For the limited purpose, however, of determining premium tax credits, states would be required to define EHB. How they would do so (by legislation, regulation, or guidance), and whether they would be capable of doing so by January of 2018, is an open question. Also, EHB are only relevant to the AHCA's premium tax credits through 2019 in any event, because as of 2020, tax credits would be available for any plan a state considers to be a qualified health plan. In the interim, states would apparently be encouraged to increase state mandates, because any service a state considers to be EHB will be qualified for premium tax credits. Under the ACA, states had to pay for services mandated above.
The amendment could raise questions under the Tenth Amendment, which has been interpreted as prohibiting the federal government from "commandeering" state governments for federal government programs. It says "each state shall define" and, unlike the ACA's provisions with respect to exchanges, does not provide an alternative for the federal government to step in if a state chooses not to comply with the command..
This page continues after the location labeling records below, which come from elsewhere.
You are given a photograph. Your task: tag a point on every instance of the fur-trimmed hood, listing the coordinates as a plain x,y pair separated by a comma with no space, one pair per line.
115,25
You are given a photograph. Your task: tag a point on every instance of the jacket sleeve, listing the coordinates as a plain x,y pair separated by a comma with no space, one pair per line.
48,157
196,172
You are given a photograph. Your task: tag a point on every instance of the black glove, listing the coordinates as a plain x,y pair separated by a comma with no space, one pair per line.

It is hard to believe that this is what the drafters intended, as the whole purpose of redefining the EHB was to reduce the services covered by health plans and thus their costs. The amendment does make sense, however, in terms of a provision that could survive the Byrd rule in the Senate.
CBO Updates AHCA Score
Also on March 23, the Congressional Budget Office released another AHCA cost estimate taking into account amendments made to the bill through the manager's amendment filed on March 20 and subsequent technical amendments. It does not take into account the March 23 amendment just discussed.
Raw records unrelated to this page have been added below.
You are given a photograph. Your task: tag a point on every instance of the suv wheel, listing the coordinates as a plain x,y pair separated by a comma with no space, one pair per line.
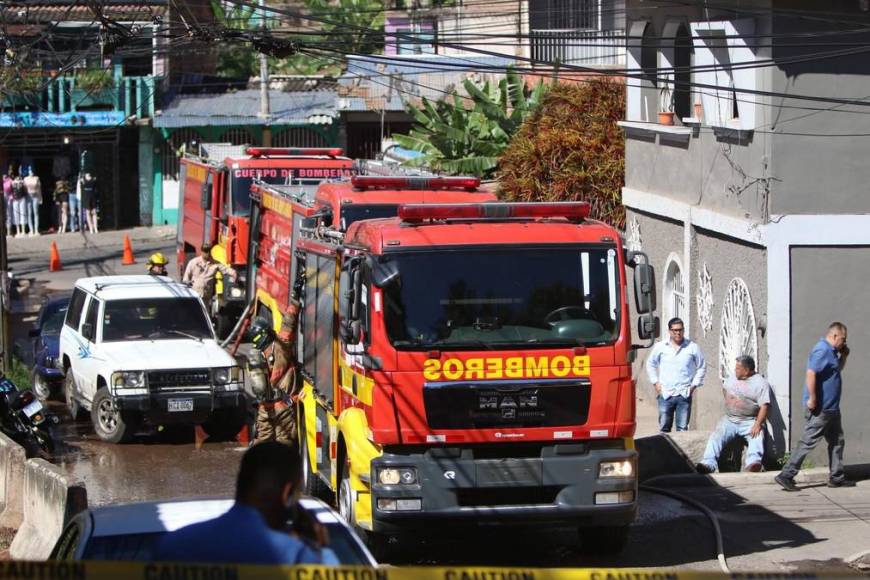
69,390
110,424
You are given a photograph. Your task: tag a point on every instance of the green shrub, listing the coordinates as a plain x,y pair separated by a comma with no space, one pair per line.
571,149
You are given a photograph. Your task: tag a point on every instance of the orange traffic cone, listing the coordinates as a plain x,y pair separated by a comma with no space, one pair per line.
54,259
128,258
244,435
The CBO report projects that as amended by the manager's amendment, the AHCA would reduce the deficit by $150.3 billion over ten years, $186.2 billion less than the original AHCA, which CBO estimated would reduce the budget deficit by $336.5 billion. The increased cost is due to
- reducing the threshold for medical expense deductions from 7.5 to 5.8 percent of income ($90 billion),
- moving up and otherwise changing the effective date of tax cuts ($48 billion),
- changes in the Medicaid program ($41 billion, primarily attributable to increasing the inflation adjusters for aged, blind, and disabled recipients, with that increase offset in part by reducing per capital allotments to New York, allowing states to impose a work requirement, and adding a block grant option), and
- other smaller changes. ($8 billion).
Despite the manager amendment's significant sacrifice in deficit reduction, CBO projects that its changes will not expand coverage. CBO continues to expect that the AHCA as amended will cause 14 million more to be uninsured by 2018 and 24 million more to be uninsured by 2026, just as under the original AHCA. The nongroup market may be slightly larger in some years, but overall the numbers are the same. Similarly, AHCA as amended would have the same effect on health insurance premiums in the nongroup market as the original AHCA, increasing them by 15 to 20 percent in the short run but reducing them by 10 percent in the long run (for less comprehensive coverage.)